Time for Beijing to be creative, and ensure Leung doesn't get second term
Suzanne Pepper says adopting public recommendation idea can also help break the impasse

There are ways out of Hong Kong's current impasse over political reform if only the principals can indulge in some creative political thinking. Beijing does not need to back down, as student protesters have demanded. It just needs to move forward, and the way forward lies in two directions.
One is that Chief Executive Leung Chun-ying should not serve a second term; the other is that public recommendation can serve as a substitute for public nomination.
First, the Leung problem. Nothing has been said officially about who Beijing wants to stand as its preferred candidate in the 2017 election. Local loyalist partisans have not been shy about voicing what they assume to be Beijing's intentions. Beijing is, they say, exceedingly chagrined over the failure of all three post-1997 chief executives to establish the authority needed to govern properly. With their constant carping and agitation, pro-democracy forces have succeeded in discrediting all of Beijing's choices.
Officials have yet to grasp that their ways do not sit well with the Hong Kong public as a whole and that stable, effective governance here must be based on some approximation of the consent of the governed ideal.
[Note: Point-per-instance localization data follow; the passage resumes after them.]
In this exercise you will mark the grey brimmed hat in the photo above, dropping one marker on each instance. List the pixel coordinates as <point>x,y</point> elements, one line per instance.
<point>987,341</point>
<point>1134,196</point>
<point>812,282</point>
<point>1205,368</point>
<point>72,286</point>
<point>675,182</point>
So be it. This can be a learning experience for Beijing as well because its current thinking about how to establish that consent cannot work.
Beijing's idea is to have the nominating committee nominate Leung. Voters would then rubber-stamp his election as the leading candidate with the advantage of incumbency. That would, as Beijing sees it, create a chief executive legitimised and strengthened by Hong Kong's first ever universal suffrage election.
This is nice in theory, but based on a formalistic view of how democratic authority is established.
After the debacle of the current electoral reform exercise, it is probably safe to assume that Leung will not be receiving many votes from the 50-plus per cent of the voting public that has continued to elect pro-democracy candidates. These voters do so because their candidates back pro-democracy core values, not necessarily because people have any great faith in pan-democrats' political skills or abilities - which means these voters care most about those values and want to safeguard them.